I was sick of meeting the intellectual snobs at the cafe or bookstore, they always became holier than thou or smarter than thou after a couple of dates. 

I was sick of meeting the environmental dykes at the action meetings who had neuroses about their dad's SUVs, and I was sick of the twiggy vegetarians I kept meeting at the market. 

Basically I was sick of meeting women like me.

I don't think I ever had an outline for the perfect girl, and living in this part of North Carolina I wasn't about to be picky. I took on the mind-set that you can't know if she's the one until you get to know each other. 

Sure it helped that they liked the same music and fashions I did, the same books and movies, the same coffees and teas, and the same social causes, but all those women and I could never work it out. I needed to try something different, someone who was a type of person I haven't met yet.

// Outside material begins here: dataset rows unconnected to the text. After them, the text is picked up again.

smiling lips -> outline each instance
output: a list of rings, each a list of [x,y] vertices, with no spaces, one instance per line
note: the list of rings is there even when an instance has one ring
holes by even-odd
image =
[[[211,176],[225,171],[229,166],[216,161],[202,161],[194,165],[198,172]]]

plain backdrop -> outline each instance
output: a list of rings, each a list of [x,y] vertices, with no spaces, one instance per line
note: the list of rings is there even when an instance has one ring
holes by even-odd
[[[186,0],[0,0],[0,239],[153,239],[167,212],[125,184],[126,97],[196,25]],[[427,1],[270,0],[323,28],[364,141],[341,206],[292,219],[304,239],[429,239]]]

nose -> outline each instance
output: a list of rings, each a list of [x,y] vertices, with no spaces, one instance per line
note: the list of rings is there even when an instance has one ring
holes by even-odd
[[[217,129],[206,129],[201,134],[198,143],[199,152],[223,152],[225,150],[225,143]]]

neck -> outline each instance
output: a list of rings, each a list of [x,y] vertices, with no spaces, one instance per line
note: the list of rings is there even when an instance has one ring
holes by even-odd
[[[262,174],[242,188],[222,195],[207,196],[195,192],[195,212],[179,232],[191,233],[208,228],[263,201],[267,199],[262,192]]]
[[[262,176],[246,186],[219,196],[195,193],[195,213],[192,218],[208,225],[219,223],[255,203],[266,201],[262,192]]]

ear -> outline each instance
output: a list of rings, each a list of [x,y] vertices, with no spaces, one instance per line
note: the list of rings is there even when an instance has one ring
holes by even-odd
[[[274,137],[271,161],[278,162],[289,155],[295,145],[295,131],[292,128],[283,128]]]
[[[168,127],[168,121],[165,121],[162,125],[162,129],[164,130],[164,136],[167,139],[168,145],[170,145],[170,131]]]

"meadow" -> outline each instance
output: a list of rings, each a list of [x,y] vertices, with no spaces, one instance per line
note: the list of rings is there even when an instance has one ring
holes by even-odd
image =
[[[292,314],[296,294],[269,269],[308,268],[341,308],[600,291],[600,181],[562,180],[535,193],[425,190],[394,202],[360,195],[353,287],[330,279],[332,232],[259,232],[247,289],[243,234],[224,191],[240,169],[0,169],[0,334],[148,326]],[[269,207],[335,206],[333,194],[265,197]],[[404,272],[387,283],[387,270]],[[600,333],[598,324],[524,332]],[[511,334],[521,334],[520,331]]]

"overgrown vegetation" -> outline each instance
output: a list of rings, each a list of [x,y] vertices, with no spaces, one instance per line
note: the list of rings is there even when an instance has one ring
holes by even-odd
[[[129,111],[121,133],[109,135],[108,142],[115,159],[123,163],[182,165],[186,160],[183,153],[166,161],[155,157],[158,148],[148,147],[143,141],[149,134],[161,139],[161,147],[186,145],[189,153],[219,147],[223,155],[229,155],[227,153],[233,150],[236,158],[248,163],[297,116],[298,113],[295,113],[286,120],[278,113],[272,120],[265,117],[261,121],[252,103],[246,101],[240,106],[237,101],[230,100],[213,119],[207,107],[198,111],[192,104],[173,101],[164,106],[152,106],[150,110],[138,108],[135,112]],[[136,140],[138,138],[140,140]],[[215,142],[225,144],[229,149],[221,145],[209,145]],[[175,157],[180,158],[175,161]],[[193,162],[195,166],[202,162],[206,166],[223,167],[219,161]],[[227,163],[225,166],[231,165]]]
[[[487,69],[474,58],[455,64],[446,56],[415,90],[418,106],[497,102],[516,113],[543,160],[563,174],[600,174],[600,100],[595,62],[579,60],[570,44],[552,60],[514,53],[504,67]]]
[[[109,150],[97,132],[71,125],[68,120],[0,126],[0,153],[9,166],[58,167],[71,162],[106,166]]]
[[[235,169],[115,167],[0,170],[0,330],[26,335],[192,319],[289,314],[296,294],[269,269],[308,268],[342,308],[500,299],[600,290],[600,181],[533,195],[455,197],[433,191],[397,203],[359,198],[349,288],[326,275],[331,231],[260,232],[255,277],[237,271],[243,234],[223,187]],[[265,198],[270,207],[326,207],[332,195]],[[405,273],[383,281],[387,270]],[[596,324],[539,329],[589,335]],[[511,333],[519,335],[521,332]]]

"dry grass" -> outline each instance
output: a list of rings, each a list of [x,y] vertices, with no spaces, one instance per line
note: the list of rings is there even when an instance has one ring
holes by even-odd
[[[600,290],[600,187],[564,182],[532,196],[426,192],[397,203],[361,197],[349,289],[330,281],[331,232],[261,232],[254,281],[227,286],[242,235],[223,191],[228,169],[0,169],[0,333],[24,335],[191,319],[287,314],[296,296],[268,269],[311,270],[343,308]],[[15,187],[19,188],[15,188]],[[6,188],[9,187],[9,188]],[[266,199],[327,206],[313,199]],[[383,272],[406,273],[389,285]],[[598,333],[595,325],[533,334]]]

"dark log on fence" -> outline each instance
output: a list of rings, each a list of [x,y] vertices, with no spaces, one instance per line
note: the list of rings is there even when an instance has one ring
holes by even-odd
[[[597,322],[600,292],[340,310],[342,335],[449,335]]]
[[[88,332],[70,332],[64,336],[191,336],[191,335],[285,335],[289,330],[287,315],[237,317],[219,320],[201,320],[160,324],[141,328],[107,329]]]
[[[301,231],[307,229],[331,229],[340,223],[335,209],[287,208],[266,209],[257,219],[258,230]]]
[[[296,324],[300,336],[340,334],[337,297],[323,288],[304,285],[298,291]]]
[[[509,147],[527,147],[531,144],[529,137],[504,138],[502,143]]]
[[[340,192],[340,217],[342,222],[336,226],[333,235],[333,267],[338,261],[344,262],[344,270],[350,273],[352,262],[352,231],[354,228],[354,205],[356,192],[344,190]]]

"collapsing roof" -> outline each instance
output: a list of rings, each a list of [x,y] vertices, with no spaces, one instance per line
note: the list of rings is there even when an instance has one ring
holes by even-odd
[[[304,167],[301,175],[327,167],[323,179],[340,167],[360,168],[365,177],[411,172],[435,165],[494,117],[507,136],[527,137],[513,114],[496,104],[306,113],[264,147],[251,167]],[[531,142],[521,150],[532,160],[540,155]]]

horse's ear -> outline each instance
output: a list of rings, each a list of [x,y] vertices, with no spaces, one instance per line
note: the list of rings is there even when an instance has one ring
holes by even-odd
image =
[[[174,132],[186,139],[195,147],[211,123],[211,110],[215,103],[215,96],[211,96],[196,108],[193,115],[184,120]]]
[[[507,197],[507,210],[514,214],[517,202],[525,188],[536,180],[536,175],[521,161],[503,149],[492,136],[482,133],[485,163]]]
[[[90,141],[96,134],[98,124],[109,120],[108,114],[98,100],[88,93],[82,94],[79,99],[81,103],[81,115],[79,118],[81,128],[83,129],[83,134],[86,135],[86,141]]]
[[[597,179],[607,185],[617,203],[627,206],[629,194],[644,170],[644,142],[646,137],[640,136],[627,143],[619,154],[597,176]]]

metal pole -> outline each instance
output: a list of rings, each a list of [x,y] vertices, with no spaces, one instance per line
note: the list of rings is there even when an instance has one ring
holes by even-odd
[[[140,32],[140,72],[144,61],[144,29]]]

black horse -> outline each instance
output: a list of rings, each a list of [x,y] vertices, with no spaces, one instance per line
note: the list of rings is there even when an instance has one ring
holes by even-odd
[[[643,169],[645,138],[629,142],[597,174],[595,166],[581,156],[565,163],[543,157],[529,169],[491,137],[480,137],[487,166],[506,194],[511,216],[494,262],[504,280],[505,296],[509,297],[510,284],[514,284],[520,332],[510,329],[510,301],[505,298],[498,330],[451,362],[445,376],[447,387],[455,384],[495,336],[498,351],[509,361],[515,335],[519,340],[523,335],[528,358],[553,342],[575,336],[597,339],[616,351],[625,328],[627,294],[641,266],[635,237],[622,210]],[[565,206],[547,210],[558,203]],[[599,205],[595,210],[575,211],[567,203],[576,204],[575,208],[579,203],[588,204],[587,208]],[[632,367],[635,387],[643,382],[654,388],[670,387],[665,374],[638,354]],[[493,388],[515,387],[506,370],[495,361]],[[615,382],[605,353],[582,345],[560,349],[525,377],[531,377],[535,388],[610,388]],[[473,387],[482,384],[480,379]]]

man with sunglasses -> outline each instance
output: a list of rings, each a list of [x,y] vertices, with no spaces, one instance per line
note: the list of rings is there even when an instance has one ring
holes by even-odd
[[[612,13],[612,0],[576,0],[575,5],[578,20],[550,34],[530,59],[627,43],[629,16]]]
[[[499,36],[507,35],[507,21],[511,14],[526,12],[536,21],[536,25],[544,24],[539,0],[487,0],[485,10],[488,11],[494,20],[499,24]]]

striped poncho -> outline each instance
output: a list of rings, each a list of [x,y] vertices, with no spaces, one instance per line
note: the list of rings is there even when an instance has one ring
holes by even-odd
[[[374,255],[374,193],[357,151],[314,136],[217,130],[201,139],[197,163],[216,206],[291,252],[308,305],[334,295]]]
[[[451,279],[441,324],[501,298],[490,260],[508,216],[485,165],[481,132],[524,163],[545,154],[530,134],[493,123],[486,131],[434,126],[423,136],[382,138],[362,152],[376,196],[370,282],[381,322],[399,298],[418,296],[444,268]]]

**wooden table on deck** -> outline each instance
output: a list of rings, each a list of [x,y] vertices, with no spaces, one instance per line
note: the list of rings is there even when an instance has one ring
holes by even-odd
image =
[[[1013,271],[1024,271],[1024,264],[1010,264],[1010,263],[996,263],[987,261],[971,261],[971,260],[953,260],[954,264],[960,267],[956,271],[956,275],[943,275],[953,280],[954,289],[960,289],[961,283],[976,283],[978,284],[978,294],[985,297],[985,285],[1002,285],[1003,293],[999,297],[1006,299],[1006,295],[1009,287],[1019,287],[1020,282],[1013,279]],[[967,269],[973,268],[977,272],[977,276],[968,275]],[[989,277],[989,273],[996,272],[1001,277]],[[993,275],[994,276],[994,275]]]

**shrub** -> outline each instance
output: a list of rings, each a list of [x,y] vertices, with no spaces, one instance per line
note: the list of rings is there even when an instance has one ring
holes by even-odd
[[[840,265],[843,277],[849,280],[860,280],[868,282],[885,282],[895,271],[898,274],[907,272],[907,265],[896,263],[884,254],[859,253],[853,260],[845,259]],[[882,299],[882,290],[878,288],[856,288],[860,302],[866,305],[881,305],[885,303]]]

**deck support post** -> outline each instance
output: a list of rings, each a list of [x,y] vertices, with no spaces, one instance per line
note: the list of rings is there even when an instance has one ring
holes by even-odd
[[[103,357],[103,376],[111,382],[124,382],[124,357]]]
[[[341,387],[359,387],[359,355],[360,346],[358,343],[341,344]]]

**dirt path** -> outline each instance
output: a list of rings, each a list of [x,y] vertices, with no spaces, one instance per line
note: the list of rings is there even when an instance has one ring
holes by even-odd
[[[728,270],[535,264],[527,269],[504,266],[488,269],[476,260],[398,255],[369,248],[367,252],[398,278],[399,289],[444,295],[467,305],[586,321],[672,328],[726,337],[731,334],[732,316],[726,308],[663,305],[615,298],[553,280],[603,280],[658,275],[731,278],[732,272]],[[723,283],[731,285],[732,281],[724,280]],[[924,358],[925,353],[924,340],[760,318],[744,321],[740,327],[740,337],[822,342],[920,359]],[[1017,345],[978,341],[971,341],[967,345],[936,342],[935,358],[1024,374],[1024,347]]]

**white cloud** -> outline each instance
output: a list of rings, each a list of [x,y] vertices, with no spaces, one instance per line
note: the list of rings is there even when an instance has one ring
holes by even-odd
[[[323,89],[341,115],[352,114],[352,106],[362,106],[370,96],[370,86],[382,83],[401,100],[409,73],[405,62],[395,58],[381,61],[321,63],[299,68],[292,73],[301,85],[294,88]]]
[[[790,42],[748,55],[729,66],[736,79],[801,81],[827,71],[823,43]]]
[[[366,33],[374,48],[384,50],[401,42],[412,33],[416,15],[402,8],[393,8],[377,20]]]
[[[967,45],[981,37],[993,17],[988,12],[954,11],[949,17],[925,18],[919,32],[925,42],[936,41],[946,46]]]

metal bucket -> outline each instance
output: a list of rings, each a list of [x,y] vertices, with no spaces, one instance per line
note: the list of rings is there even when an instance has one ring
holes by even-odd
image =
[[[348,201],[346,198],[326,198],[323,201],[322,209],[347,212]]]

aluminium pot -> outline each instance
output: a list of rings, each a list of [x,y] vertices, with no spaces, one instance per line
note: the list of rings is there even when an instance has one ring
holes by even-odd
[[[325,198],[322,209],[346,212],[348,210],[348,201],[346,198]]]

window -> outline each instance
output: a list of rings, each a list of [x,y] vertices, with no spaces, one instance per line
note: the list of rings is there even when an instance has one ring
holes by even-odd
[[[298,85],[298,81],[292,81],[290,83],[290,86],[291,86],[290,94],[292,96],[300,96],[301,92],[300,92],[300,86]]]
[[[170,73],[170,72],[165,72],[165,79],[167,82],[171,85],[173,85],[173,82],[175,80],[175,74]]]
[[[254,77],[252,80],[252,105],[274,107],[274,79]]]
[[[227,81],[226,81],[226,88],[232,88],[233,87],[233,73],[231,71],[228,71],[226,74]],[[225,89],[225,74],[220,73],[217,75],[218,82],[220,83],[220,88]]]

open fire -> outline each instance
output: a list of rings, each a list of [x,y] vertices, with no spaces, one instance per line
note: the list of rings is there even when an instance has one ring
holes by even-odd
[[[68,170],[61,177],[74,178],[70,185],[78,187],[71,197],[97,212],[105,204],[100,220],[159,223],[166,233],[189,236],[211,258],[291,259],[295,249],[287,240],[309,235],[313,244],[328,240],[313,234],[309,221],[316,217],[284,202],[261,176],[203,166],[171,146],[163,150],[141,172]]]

A regular day in my life usually consists of waking up with the sun, brewing tea of coffee depending on my mood, eating a banana or apple for breakfast while my beverage brewed, when the drink was nice and hot I sit on my balcony sipping it and writing until noon or one. 

If I can't write I'll go shopping or for a jog, at noon I go to the cafe or deli for a vegetarian wrap or a salad, I check my email, go home and write some more. 

When my friends get off work I usually find something to do with them or go to one of my clubs, nature club, book club, eventually I come home and grab dinner if I didn't eat out. I'll go for a jog then shower, watch about an hour of TV. then read in bed until I fall asleep. On the weekends I go hiking or something like that with friends.

I'm not the type of person that meets the kind of girl in the pink cap, and I'm not the kind of girl who would regularly hook up with someone like I’m describing here, considering where I first saw her.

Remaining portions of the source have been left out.